Hi everybody

I hope you are all well

If I found one cell of the antibody screening cells positive only for room termperature phase only should I do antibody identification or not and what is to be written in the report and is it important in the crossmatch

Thanks

From my point of view, I would say, no, nothing and no!

thank you very much

From my point of view, I would say, no, nothing and no!

I can't believe I have a slightly different view from Malcolm......(Please don't beat me up, Malcolm!)..

Not knowing any details about what type of testing techique eltonsey is using, etc., I would be a little more cautious. I have to admit, I would do an Antibody Panel to see what I am dealing with. Years ago (before our current enhancement solutions, techniques, and automation), I saw a few patients who were just starting to produce new antibodies that were most IgM (and little or no IgG yet). Those antibodies might not have caused serious transfusion reaction if the patients were transfused, but they could be important information if a patient was a pregnant woman.

Donna

Fair comment Donna!!!!!!!!!!!!

I had the same reaction as Donna. Especially if the patient had been recently transfused, they could just be beginning to make an IgM of a significant antibody.

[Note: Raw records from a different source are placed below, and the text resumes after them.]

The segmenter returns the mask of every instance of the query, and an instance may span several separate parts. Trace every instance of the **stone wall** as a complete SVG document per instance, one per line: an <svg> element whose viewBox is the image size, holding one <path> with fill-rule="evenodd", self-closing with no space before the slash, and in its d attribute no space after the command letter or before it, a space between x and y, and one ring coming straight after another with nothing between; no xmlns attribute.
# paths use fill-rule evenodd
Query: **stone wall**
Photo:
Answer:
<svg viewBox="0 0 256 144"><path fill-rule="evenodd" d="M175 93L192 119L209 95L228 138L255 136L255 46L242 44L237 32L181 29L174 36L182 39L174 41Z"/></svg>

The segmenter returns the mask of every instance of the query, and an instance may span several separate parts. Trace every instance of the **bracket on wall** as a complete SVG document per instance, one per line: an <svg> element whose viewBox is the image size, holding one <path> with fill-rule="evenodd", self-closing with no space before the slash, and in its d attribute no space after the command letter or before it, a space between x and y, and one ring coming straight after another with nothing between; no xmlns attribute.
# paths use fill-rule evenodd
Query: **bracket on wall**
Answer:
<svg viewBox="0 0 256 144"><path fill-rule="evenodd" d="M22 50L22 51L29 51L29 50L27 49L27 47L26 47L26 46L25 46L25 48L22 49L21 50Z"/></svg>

antibody pannel was negative for all cells, we are using gel technique

I am not at all surprised (despite agreeing with Donna, and EDibble), which brings me back to my original answer (except the first one) of nothing and no!

One other question... (I might be missing something here)....Why are you doing the immediate spin phase of testing if you are going to ignore whatever the results are?

Donna

I agree with Malcolm, it is not significant.

If you are using gel what exactly are you doing at room temperature?

If you are using gel what exactly are you doing at room temperature?

I was wondering the same thing.

if i see the reaction directly after centrifugation of the card it is not room temperature reading

Are you performing any sort of incubation prior to centrifugation of the card? The testing performed in IgG cards is listed as an AHG process according to the Technical manual and in the MTS instructions for use of the IgG cards. I don't think the process is considered a room temp procedure, although I do follow your logic I think.

i don't want to be strange for you but i get the result sheet to interpret it is done by technician and i think they are familiar with the test technique as i belive

If you are using IgG cards, they are supposed to be incubated at 37C prior to centrifugation . . . you could use the buffered gel if only looking for RT abs, but why would you want to? Is this a donor or patient antibody?

patient

Agree with Mr. Needs.

The only reason to do RT is with the xm is to look for ABO incompatibility (If you are doing xm at all). RT incubation antibody screens are not for routine testing. Only for complex antibody workups and Reference labs.

Only for complex antibody workups and Reference labs.

Actually, as a Reference Service manager, I can assure you that we wouldn't do room temperature tests in the UK, unless it is likely to help with a complex serological case. Usually, they are a complete waste of time!

Dear Eltonsey, I think there is some confusion about exactly what test you are doing. Can you tell us which cards (Coombs, neutral, other) you are using, which cells, and by what technique. Then I am sure we will be better qble to help you

Actually, as a Reference Service manager, I can assure you that we wouldn't do room temperature tests in the UK, unless it is likely to help with a complex serological case. Usually, they are a complete waste of time!

Agreed, as a former Reference Lab manager we used them only when trying to reproduce what our clients were seing so could help them understand what was happening. Why it is still hanging around in the US hospital transfusion services is mystery to me.

thank you very much Anna we use LISS/Coombs Diamed and cell I II III

Dear Eltonsey. Thank you for that precision. In that case, the correct method, which I am sure is what you are using, is to pipette 50ul of the I-II-III cells followed by 25ul patient plasma. Incubate 15 minutes at 37°C, then centrifuge and read. If you had 1 cell positive in this method, with a negative panel, then the ptient maybe had an antibody against a low frequency antigen. In that case, if you let me know the lot number of the I-II-III cells you were using, I can see if maybe I can get any more information. In this case, if you do a normal crossmatch, you should be OK. On the other hand, there used to be a method where 50ul of plasma is used instead of 25, and the LISS Coombs cards are incubated for 10minutes at room temperature. Although this method still exists, it is not to be recommended for routine use - but sometimes can be quite helpful in elucidating funny anti-S or M or N antibodies. If this is the method you are using, I recommend you change immediately for the normal method (ie 15 mins at 37°). If you need any other help, please let me know

Anna

Anna you are very helpful thank you very much

Anna,

By "normal crossmatch" do you mean AHG X-match or IS X-match?